Quais são então os planos para o futuro da Juicy? Já deu para perceber (com as colaborações, o podcast, etc) que tens interesse em explorar várias áreas que não o habitual "disco em formato X ou Y". Falando do podcast, por favor elucida-me em relação à proveniência dessa tua magnífica voz de locutor - decerto que não sou o único que está curioso! 

Os planos é continuar a fazer mais e melhor. Discos novos em vinil vai ser complicado até ao final do ano porque financeiramente não tenho meios para mandar nada cá para fora já, mas em 2013 quero tentar lançar pelo menos um LP, de uma banda em que acredite mesmo, tipo Step Back que estão a gravar, e a segunda edição do livro também vai ter que sair. A ideia é também manter as cenas mais dinâmicas e online que temos e experimentar coisas novas. O podcast e agora as mixtapes que estão a começar são 2 coisas para manter, assim com a newsletter que vai passar cada vez mais ao formato mini-zine, só versão online, e vai ser cada vez mais internacional. Aliás, em termos de internacionalidade quero ver se pelo menos consigo fazer mais coisas aqui no UK, contactos com bandas e vídeos de concertos, e em Portugal meter mais discos na distro quando tiver guito (se alguém quiser movimentar a cena comigo que avise; o PZ em tempos entrou na cena 50/50 e penso que não ficou a perder guito, hehe).

Podcast e voz de locutor, pah não sei só tu é que me vieste com essa, ahah! Pah sinceramente o podcast dá um trabalhão porque eu não gravo tudo de uma vez e faço inúmeros takes até a coisa ficar como eu quero, é o mal de ser perfeccionista. Acaba por parecer uma coisa bué smooth mas é porque regravo até ficar assim, e faço a mistura de tudo, meto música que ando a ouvir na altura como background quando estou a falar, tudo em várias pistas - à pala disso é que temos o 3º episódio para sair há meses, o Joel escolheu músicas e escreveu sobre elas e tudo bonito, e depois eu ando sem tempo para montar o aparato da gravação e passar umas boas horas a falar para o micro (sem muito barulho da rua, portanto convém ser à noite). Ou seja as coisas dão trabalho, basicamente, mas também dão um gosto enorme claro, senão nem ao meu ritmo as fazia.

Boa sorte com isso e venham daí mais ideias frescas e sumarentas. Para terminar, queria só saber se concordas comigo quando digo que a Da Mystery Of Chessboxin' é a melhor malha do 36 Chambers?
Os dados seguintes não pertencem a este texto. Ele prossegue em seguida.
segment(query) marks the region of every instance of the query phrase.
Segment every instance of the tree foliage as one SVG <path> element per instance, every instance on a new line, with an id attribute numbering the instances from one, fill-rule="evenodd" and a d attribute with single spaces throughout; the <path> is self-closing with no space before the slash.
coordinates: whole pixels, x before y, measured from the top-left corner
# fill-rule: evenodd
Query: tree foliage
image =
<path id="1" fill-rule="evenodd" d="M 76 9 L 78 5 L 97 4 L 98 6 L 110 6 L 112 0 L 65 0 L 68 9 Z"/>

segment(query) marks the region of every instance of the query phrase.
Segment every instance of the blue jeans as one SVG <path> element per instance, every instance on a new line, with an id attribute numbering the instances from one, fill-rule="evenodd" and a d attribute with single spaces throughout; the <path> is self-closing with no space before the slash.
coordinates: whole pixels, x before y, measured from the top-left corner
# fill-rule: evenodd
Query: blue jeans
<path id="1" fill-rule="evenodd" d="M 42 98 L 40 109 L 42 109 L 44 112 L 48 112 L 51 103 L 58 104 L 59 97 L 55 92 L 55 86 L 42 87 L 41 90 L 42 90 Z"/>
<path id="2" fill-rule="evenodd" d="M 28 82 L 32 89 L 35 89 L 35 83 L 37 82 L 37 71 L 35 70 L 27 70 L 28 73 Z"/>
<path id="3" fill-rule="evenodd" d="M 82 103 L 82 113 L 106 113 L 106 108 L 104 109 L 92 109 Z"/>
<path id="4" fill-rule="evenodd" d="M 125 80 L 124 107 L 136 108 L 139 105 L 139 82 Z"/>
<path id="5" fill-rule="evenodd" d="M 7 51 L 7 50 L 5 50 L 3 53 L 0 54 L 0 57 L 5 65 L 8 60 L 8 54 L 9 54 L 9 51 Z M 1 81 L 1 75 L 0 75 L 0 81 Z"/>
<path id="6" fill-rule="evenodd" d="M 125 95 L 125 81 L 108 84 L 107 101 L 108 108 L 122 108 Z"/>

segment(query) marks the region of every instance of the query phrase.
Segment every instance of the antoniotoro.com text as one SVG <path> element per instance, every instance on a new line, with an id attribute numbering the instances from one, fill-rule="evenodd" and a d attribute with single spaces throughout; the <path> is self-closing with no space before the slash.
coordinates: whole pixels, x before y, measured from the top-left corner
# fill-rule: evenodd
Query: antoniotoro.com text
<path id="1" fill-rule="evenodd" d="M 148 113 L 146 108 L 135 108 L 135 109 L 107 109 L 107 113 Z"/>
Essa pergunta é complicada. A parte do Ghost nessa música é a minha favorita do disco, a agressividade com que ele entra na música faz esquecer os versos dos outros todos, mas acho que a minha favorita como música/letra será sempre a C.R.E.A.M. O que concordo de certeza é que o 36 Chambers é o melhor disco de hip-hop de sempre, em empate técnico com o Illmatic e o Ready to Die.